日本の魅力的な商品を海外に届けたいと考える企業や自治体は増えていますが、越境EC(国境を越えた電子商取引)には、言葉や文化の壁、そして現地の消費者に響くPRコンテンツの制作コストなど、多くの課題が立ちはだかります。特にアジア市場は多様性に富んでおり、それぞれの地域に合わせたきめ細やかなアプローチが求められます。このような状況の中、テックファームグループの株式会社WeAgri(以下、WeAgri)が、AI(人工知能)を駆使した画期的なマーケティングサービスの提供を2025年12月1日より開始しました。この新サービスは、AI初心者の方にも理解しやすいように、越境ECの現場で直面する課題をどのように解決し、アジア市場への展開を強力にサポートするのかを詳しくご紹介します。
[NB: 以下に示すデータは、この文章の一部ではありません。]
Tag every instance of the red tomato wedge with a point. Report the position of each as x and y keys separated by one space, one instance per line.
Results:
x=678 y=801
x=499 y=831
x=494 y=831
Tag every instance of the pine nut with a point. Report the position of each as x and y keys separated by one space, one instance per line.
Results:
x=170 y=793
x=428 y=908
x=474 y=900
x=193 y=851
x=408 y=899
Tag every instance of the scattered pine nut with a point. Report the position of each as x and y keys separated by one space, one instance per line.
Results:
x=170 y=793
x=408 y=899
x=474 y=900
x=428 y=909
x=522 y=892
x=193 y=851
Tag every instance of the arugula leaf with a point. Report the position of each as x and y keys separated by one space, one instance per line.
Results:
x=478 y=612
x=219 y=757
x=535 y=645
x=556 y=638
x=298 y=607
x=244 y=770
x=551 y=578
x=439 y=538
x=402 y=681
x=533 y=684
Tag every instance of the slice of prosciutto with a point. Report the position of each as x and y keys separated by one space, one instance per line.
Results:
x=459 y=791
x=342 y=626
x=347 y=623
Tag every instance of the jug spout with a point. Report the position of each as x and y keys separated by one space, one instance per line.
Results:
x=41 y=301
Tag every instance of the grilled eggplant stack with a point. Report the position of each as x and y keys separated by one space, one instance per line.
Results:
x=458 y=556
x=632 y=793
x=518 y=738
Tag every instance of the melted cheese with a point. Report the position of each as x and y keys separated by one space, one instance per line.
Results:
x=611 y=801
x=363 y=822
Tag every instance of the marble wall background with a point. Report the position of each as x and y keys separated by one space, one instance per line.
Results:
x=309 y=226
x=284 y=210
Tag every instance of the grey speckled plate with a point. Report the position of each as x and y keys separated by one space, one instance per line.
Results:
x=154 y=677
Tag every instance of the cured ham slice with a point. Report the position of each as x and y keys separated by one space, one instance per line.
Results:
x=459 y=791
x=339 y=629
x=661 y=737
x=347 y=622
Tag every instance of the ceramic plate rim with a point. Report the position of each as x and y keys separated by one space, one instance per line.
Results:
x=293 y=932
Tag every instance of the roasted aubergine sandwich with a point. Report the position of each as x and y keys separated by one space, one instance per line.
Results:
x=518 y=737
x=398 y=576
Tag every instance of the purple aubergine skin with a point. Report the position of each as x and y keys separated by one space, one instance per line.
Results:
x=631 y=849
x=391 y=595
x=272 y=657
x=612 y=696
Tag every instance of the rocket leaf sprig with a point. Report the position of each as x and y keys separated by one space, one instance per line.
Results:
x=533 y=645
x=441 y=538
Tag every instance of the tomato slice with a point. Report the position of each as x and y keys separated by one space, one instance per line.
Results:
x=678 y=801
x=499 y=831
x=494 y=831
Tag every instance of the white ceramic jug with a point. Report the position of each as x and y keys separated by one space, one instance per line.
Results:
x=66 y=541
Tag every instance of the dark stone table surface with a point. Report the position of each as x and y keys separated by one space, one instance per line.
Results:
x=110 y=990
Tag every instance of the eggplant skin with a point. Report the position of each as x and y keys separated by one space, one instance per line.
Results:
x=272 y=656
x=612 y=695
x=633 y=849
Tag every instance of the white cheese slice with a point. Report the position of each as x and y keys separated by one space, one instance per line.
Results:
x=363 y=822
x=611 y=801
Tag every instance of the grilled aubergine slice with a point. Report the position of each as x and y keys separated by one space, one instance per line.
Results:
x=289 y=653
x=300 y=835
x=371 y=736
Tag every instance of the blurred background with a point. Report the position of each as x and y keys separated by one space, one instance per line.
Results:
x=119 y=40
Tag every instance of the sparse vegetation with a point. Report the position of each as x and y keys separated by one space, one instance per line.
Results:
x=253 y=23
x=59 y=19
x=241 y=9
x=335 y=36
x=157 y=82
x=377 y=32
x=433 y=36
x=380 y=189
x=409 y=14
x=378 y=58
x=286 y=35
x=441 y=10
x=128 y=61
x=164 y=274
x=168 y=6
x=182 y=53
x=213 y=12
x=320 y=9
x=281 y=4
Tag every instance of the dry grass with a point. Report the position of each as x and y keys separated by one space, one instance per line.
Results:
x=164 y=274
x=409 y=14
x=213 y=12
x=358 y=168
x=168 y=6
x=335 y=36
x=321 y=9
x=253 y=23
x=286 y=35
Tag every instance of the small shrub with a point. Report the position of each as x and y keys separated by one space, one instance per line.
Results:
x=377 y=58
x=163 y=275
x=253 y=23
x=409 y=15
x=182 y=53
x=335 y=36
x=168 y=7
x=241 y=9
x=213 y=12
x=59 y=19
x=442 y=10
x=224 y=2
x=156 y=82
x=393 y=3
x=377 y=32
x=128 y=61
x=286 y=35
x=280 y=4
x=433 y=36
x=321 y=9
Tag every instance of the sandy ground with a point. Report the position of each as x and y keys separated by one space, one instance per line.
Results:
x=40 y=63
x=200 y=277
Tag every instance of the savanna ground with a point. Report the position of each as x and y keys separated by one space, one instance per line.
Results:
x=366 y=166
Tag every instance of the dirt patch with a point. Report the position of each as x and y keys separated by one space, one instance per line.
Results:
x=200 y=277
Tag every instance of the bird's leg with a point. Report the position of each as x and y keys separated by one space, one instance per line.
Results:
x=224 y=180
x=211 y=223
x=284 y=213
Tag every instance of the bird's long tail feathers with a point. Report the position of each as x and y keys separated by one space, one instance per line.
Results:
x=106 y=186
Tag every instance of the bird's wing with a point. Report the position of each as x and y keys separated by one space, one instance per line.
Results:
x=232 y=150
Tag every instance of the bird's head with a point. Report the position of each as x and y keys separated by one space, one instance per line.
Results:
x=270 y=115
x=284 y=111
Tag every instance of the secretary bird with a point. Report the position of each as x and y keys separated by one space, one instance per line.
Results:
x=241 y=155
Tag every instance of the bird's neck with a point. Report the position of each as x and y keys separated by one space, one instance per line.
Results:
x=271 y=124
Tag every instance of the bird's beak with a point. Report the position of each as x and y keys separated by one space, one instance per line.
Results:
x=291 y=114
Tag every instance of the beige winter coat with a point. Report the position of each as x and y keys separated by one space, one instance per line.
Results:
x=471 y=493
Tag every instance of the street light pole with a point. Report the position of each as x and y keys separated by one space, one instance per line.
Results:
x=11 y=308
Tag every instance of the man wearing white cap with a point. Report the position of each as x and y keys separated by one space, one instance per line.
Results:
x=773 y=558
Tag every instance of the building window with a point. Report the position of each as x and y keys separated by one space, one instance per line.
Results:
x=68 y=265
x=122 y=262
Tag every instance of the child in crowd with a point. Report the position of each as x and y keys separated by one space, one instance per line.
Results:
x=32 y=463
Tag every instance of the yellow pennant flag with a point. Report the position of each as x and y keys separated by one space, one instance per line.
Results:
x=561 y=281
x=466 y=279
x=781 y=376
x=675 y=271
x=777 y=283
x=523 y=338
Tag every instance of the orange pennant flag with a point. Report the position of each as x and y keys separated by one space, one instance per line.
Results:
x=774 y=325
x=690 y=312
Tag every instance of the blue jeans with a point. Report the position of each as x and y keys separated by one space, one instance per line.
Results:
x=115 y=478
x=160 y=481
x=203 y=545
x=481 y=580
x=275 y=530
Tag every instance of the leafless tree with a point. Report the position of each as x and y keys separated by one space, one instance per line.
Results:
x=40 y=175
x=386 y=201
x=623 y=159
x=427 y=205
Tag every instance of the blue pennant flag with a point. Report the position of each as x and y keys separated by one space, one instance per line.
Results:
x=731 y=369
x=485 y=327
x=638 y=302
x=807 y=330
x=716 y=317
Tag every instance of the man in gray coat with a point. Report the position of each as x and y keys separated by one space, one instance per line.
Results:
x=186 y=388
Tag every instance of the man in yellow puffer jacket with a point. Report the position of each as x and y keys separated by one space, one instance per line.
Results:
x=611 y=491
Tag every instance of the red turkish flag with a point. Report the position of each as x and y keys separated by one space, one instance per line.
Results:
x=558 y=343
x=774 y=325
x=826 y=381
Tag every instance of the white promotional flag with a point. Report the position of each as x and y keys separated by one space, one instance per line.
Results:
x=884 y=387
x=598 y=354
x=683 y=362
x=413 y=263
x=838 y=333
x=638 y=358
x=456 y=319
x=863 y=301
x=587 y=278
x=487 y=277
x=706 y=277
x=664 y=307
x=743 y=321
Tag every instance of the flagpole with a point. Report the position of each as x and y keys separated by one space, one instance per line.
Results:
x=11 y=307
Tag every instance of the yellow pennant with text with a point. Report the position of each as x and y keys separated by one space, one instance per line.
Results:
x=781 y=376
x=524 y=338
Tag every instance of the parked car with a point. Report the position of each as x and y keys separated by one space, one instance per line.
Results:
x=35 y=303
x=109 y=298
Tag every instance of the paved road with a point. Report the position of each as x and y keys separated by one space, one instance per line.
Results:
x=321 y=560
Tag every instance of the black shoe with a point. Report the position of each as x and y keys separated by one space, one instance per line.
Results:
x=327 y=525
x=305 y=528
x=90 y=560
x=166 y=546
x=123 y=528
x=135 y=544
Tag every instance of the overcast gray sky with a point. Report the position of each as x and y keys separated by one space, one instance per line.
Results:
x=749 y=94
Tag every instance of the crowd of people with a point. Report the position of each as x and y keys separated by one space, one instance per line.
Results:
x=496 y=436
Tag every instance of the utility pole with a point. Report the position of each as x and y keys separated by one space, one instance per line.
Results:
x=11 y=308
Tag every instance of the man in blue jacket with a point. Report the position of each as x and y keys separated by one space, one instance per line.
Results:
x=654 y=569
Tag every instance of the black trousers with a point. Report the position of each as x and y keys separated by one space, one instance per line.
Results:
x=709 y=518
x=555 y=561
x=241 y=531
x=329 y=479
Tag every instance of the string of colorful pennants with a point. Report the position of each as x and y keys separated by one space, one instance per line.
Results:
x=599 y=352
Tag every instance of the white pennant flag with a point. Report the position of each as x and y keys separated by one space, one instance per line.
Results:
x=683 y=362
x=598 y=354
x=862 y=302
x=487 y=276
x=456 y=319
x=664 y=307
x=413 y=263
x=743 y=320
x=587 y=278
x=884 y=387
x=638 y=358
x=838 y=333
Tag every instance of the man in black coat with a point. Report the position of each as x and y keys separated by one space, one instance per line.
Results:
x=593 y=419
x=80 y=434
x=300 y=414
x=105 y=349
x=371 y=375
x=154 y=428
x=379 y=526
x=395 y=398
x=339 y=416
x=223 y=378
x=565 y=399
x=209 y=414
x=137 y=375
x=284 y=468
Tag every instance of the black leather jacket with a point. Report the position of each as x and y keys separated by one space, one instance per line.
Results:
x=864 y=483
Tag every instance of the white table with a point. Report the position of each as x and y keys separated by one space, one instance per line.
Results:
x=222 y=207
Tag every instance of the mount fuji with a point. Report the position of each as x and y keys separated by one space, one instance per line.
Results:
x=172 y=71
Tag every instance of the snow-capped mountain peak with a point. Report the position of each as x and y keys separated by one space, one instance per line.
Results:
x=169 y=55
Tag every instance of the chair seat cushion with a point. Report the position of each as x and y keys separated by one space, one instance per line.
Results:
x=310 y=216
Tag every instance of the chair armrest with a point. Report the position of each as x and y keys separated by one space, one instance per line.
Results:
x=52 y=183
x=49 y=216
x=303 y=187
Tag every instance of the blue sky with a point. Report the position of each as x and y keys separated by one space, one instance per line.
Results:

越境ECが抱えるPRの課題をAIで解決するWeAgriの新サービス
近年、多くの日本メーカーがアジア市場への展開を模索していますが、「現地消費者への伝え方」や「販路開拓」に課題を抱え、なかなか成果に繋がっていないのが現状です。特に、言語や文化の壁を越えて商品を魅力的に伝える「クリエイティブ」、つまり広告や宣伝の素材の重要性が高まっています。従来のPR手法では、多言語対応の専門家を雇ったり、動画制作会社に依頼したりと、時間もコストもかかりがちでした。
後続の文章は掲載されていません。